The European Court of Human Rights posed questions to Russian authorities concerning the application from Temirlan Eskerkhanov, one of the convicts in the case of assassination of Boris Nemtsov in 2015. Eskerkhanov reported that after apprehension he was subjected to tortures by law-enforcement officers of several agencies at the same time, however, the Investigative Committee did not check this application appropriately.
As we have previously reported, according to Eskerkhanov, who applied to the Moscow branch of the Committee Against Torture in 2015 for legal assistance, during his apprehension in Moscow on 7 March 2015, unidentified people in badgeless uniform and in civilian clothes beat him up, threatened him with physical violence and pointed a gun at him. In addition, they asked him questions concerning the Boris Nemtsov assassination.
According to Eskerkhanov, he spent over an hour on the floor head down wearing undergarment, his hands were handcuffed behind his back. Subsequently, he was taken to the Chief Department of the Investigative Committee of Russia, in addition, on the road Eskerkhanov was also beaten up and his hair torn out, and the abuse was recorded on the mobile phones cameras.
Next time, according to Eskerkhanov, he was beaten up at the Investigative Committee: he was made standing facing the wall and the investigators were beating him at internal sides of his thighs, at the same time, they were threatening him with rape and physical violence. Subsequently, Eskerkhanov was taken into custody and put to the temporary detention cell, where, as he claims, he failed to make the doctors register his bodily injuries, instead, the officers who delivered him, were present during the examination and filmed him naked on the mobile phones.
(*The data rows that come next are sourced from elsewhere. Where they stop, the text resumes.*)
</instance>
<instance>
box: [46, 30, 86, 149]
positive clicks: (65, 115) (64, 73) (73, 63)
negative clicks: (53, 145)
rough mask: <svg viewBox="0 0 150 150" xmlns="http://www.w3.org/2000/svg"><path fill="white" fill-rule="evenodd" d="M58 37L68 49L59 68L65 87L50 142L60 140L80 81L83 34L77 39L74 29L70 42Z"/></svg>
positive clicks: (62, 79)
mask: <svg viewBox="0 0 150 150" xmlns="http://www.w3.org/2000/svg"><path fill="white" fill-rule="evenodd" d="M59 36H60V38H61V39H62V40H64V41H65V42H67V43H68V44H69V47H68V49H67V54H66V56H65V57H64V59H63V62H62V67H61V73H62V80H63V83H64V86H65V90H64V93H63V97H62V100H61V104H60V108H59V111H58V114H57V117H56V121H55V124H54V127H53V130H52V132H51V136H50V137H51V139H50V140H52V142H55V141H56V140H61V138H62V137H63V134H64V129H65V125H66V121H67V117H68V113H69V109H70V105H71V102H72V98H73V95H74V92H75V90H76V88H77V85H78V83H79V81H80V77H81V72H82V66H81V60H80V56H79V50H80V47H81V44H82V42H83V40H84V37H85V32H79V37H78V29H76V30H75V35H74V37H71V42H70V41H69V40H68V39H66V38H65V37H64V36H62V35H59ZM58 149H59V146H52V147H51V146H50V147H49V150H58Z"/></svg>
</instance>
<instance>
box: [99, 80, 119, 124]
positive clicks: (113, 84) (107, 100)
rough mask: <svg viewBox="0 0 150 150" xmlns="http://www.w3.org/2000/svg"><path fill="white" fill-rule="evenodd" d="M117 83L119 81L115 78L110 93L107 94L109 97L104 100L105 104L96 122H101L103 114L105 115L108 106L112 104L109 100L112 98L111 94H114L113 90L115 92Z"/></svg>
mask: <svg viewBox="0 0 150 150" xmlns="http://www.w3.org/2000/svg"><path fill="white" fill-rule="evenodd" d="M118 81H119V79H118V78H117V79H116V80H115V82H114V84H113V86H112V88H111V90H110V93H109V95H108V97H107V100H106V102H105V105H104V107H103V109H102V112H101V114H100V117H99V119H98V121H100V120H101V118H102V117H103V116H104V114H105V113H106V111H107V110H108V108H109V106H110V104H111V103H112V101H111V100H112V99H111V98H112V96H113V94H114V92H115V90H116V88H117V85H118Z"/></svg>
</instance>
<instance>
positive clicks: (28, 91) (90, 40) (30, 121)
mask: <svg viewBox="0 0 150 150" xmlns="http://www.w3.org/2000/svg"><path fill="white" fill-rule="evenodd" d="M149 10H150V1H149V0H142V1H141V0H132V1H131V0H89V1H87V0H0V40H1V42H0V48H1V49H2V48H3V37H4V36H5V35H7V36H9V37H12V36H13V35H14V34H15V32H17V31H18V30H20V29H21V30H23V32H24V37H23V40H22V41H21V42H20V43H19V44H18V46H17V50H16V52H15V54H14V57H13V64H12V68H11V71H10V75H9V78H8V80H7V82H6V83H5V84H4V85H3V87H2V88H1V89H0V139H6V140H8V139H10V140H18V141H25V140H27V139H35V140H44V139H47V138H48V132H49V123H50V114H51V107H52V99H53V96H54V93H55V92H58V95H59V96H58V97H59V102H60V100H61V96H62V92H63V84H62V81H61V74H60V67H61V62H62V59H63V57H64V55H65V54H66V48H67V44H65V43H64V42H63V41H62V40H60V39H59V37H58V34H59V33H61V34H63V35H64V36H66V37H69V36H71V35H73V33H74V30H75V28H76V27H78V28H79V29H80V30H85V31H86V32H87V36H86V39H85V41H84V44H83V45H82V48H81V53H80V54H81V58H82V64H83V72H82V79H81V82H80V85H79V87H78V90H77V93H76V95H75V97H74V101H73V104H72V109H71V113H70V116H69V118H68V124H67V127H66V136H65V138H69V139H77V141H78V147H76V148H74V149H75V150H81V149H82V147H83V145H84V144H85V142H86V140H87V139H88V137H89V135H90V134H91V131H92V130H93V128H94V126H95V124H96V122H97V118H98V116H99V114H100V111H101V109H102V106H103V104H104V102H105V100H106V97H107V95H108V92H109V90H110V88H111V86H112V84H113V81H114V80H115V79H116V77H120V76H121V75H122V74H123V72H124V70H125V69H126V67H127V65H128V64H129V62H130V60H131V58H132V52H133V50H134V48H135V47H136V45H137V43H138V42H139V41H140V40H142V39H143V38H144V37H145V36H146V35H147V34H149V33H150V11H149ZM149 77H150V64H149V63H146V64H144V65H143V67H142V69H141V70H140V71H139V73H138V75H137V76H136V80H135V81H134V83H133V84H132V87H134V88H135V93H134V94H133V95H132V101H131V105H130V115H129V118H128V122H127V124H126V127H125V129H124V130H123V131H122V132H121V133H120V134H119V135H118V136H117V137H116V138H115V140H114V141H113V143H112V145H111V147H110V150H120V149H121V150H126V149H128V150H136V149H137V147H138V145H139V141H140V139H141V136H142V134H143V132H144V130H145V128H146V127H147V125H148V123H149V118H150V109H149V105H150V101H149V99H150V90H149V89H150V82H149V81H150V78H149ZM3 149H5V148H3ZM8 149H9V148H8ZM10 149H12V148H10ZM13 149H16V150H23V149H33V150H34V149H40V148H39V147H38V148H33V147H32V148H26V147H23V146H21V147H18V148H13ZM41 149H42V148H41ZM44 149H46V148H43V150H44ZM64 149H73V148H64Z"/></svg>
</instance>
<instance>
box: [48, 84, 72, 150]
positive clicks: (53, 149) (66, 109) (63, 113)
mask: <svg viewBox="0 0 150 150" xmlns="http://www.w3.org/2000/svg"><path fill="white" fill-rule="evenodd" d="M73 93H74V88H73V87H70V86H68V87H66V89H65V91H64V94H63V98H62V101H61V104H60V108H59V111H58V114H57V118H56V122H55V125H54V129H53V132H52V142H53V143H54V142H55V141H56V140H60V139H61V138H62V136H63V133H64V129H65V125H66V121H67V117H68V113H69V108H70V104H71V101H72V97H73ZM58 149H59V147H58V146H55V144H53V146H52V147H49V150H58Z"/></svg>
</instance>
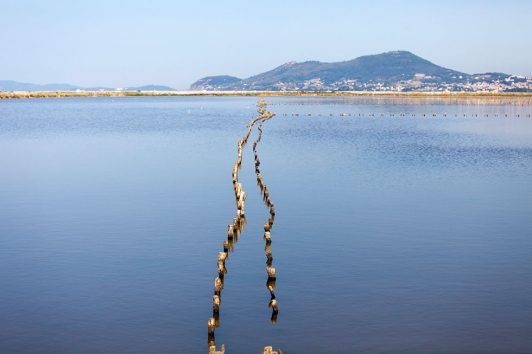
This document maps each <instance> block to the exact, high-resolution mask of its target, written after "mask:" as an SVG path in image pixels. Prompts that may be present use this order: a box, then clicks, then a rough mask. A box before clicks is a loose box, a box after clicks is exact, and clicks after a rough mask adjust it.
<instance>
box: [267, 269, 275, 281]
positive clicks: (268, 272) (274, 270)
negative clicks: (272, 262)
mask: <svg viewBox="0 0 532 354" xmlns="http://www.w3.org/2000/svg"><path fill="white" fill-rule="evenodd" d="M266 272H268V279H276V276H275V268H266Z"/></svg>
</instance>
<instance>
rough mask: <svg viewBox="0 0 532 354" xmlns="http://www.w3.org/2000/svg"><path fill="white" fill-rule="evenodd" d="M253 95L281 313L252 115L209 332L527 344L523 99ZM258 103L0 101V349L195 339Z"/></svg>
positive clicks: (112, 344)
mask: <svg viewBox="0 0 532 354" xmlns="http://www.w3.org/2000/svg"><path fill="white" fill-rule="evenodd" d="M266 101H267V103H269V104H270V105H269V106H268V108H269V110H270V111H275V112H276V113H277V116H276V117H274V118H273V119H271V120H268V121H266V122H265V123H264V125H263V126H262V129H263V135H262V140H261V142H260V143H259V145H258V146H257V151H258V153H259V156H260V160H261V166H260V167H261V173H262V176H263V178H264V181H265V182H266V184H267V185H268V190H269V192H270V196H271V199H272V201H273V202H274V203H275V209H276V217H275V224H274V228H273V230H272V246H271V250H272V253H273V266H274V267H275V268H276V269H277V287H276V290H275V293H276V296H277V301H278V305H279V315H278V320H277V324H275V325H273V324H272V323H271V322H270V316H271V309H269V308H268V302H269V299H270V294H269V291H268V290H267V289H266V287H265V283H266V272H265V262H266V257H265V255H264V241H263V240H262V224H263V223H264V222H265V221H266V220H267V218H268V216H269V214H268V209H267V208H266V207H265V206H264V204H263V203H262V199H261V196H260V191H259V189H258V187H257V186H256V179H255V173H254V170H253V154H252V150H251V143H252V141H253V140H254V139H255V138H256V134H257V132H256V130H255V131H254V132H253V134H252V135H251V137H250V142H249V143H248V145H247V146H246V147H245V148H244V154H243V166H242V170H241V171H240V174H239V176H240V182H241V183H242V185H243V188H244V190H245V191H246V192H247V194H248V198H247V200H246V219H247V225H246V228H245V230H244V232H243V233H242V235H241V236H240V238H239V241H238V243H237V244H235V250H234V252H233V253H230V255H229V259H228V260H227V262H226V266H227V269H228V274H227V275H226V277H225V286H224V291H223V295H222V305H221V310H220V328H217V329H216V344H217V345H218V347H219V346H220V345H221V344H222V343H225V347H226V350H227V351H228V352H230V353H260V351H261V350H262V348H263V347H264V346H267V345H272V346H273V347H274V348H281V349H282V350H283V353H303V352H308V353H319V352H327V353H353V352H361V353H530V352H532V296H530V294H532V216H531V215H532V214H531V210H532V183H531V182H532V118H528V117H527V115H528V114H530V113H532V107H531V106H530V101H527V100H510V99H506V100H452V101H450V100H438V99H425V100H416V99H413V100H406V99H397V98H395V99H384V98H325V99H324V98H267V99H266ZM255 104H256V98H255V97H249V98H247V97H240V98H227V97H226V98H215V97H196V98H193V97H192V98H191V97H188V98H187V97H177V98H176V97H173V98H172V97H160V98H156V97H138V98H120V97H115V98H84V99H43V100H40V99H34V100H13V101H10V100H4V101H0V353H206V352H208V348H207V319H208V318H209V317H211V316H212V295H213V280H214V278H215V277H216V276H217V271H216V270H217V267H216V262H217V253H218V252H220V251H222V250H223V247H222V242H223V240H224V239H226V235H227V224H229V223H231V222H232V220H233V217H234V214H235V210H236V208H235V203H234V193H233V189H232V183H231V170H232V167H233V164H234V162H235V160H236V157H237V156H236V155H237V141H238V140H239V139H240V138H241V137H242V136H243V135H244V134H245V132H246V125H247V124H248V123H249V121H250V120H251V119H252V118H253V117H255V116H256V115H257V114H256V112H255V109H256V107H255V106H254V105H255ZM189 111H190V114H189ZM308 113H311V116H308ZM341 113H345V114H346V115H345V116H341V115H340V114H341ZM292 114H294V115H292ZM296 114H298V115H297V116H296ZM330 114H333V115H332V116H331V115H330ZM403 114H404V115H403ZM413 114H415V116H414V115H413ZM423 114H425V116H423ZM433 114H434V115H435V116H433ZM485 114H487V115H488V116H487V117H485V116H484V115H485ZM465 115H466V116H465ZM495 115H498V116H495ZM505 115H508V116H507V117H506V116H505Z"/></svg>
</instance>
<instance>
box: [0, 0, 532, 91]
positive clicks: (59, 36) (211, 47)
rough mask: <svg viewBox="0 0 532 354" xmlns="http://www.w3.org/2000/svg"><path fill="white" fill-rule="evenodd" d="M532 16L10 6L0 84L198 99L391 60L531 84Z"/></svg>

On 8 March 2015, Eskerkhanov was delivered to the Basmanny District Court of Moscow. He claims that during transportation to the building of the court and back he was subjected to physical violence by the convoy. Several times they hit him with fists in the stomach, as well as made several blows with machine-guns at his ribs because he did not want to answer their questions. Then, one of the convoy officers took a lighter from his colleague, brought it to the face of the applicant and put his beard on fire, after that he ran with his hand over his beard several times, having put the fire off. In addition, the convoy officers were insulting the applicant with foul language and threatened him with physical violence.
Having initiated a public investigation, human rights defenders immediately faced with difficulties and reluctance of the official investigative authorities to conduct a check with regard to Eskerkhanov’s application concerning brutal treatment by the law-enforcement officers.
“Senior investigator for major cases with the Chief Investigative Department of the Investigative Committee of the RF colonel of justice Aleksey Stadnikov completed the check of a crime report within a month and issued a refusal to open a criminal case, – lawyer with the Committee Against Torture Sergey Babinets recalls. – When we familiarized with the materials of the check, we found out that the investigator ignored Eskerkhanov’s words on how he was abused at the Basmanny District Court. In addition, he did not identify or question the convoy officers, failed to assign a medical forensic examination of Eskerkhanov, failed to perform examination of the scene of the incident, did not seize the records of the video surveillance cameras in court, did not establish or question the FSB officers who apprehended Eskerkhanov”.
This refusal to initiate criminal proceedings was repeatedly appealed against to the superiors of investigator Stadnikov and to the court. Lawyers with the Committee Against Torture together with lawyers Olga Golub and Rosa Magomedova passed all the instances and, as a result, submitted a complaint to the Supreme Court of Russia. However, they did not succeed in quashing the refusal.
In June 2016, human rights defenders and lawyers applied to the European Court of Human Rights with a complaint in the interests of Temirlan Eskerkhanov. In July 2020, this application was communicated. The court posed the following questions to the Russian authorities:
– regarding the events of March 7 and 8, 2015, was the applicant subjected to tortures, inhumane or degrading treatment while remaining in custody in violation of Article 3 of the Convention? As to procedural defense from inhumane or degrading treatment, was the investigation conducted by the national authorities in this case compatible with the requirements set forth in Article 3 of the Convention (the Government is requested to provide all the materials related to the events from 7 to 8 March 2015)?
– were the conditions of the applicant’s custody in the court building, his transportation to the court building and back in compliance with Article 3 of the Convention?
– were the conditions of the applicant’s transportation after passing of sentence from 16 to 28 April 2018 and from 2 to 25 April 2019 in compliance with Article 3 of the Convention?
– did the applicant had effective domestic remedy available with regard to his application about brutal treatment as it is required by Article 13 of the Convention?
– did the applicant have a fair court examination according to items 1 and 3 b) and с) of Article 6 of the Convention? In particular, it relates to keeping the applicant in a glass cabin and metal cage during the court hearing of the court of the 1-st instance and the appellate instance; was the applicant provided with sufficient time and possibility for preparing his defense and maintaining confidential communication with his defense lawyer?
As we have previously reported, the European Court communicated the complaint of Zaur Dadayev, another participant of the Boris Nemstov assassination case.